Jazz pulled out of the parking lot and Ross drove my car right behind her, following her to my house.
“We’ll go back to Georgia tonight.” He spoke up. I turned to look at him, though my brain was lagging behind.
“We? I am not going to Georgia.” I folded my arms.
“Of course you are. You’re my soulmate.”
Good gracious, was Ross a caveman? Shifter tradition used to say that the female ditched her life as soon as her man made an appearance, but that had been changing drastically in th
e last few years. I know I said I’d happily cuddle with a caveman, but I’d have to change my mind on that if he was a caveman who thought I was his slave rather than his equal.
“Why don’t you just grab your stuff and move here with me?” I narrowed my eyes at the sexy caveman in the seat next to me.
“I’m the Alpha, I can’t just leave our pack.”
“Our pack?” I raised my eyebrows. “Um, what? I’m not your Omega. I’m in charge of admissions and a million other things at Shifty University, and I am not an Omega.” I don’t know why, but I repeated that line. Me, an Omega?
I could barely make it through a day at work without puking for no reason. There was no way I could be anyone’s Omega.
“You’re my mate, that makes you the Omega of the pack.” Ross shrugged.
“Yes, soulmate. Whatever you say. You are my master.” I rolled my eyes, making fun of him in the driest voice I could muster.”
“Joke around all you want, but we have a pack to lead. We’ll shift at four.” Apparently, he already had it all planned out.
“Yeah, that’s not happening.” I looked out the window, turning away from him. Ross growled, and I bit back a smirk. There was something insanely hot about a guy who could hardly control the animal inside him.

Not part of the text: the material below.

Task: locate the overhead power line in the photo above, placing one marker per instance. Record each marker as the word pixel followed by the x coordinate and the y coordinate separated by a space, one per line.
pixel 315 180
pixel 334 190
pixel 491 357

“Are you always like this?” he barely managed to ground out the words. His muscles were tense—I could see that despite the hoodie he was wearing, and dang. Those muscles bulged. He was fricking sexy.
And frustrated. I had to lay it all out for him clearly, I figured, so I turned to face him.
“Look,” I put my hand on his arm to calm him down. Instead, it only made him even more tense. “Even if I wanted to go with you, I can’t. I’ve been sick for the last three years, and I haven’t been able to shift forms for more than two minutes since it started. It would be impossible for me to run with you to Georgia.” I explained.
The horror in Ross’s eyes said more than enough, and I pulled my hand away from him. My head throbbed harder than before, and I looked out the window.
“You haven’t shifted in three years?” He demanded, after searching for words for a solid minute.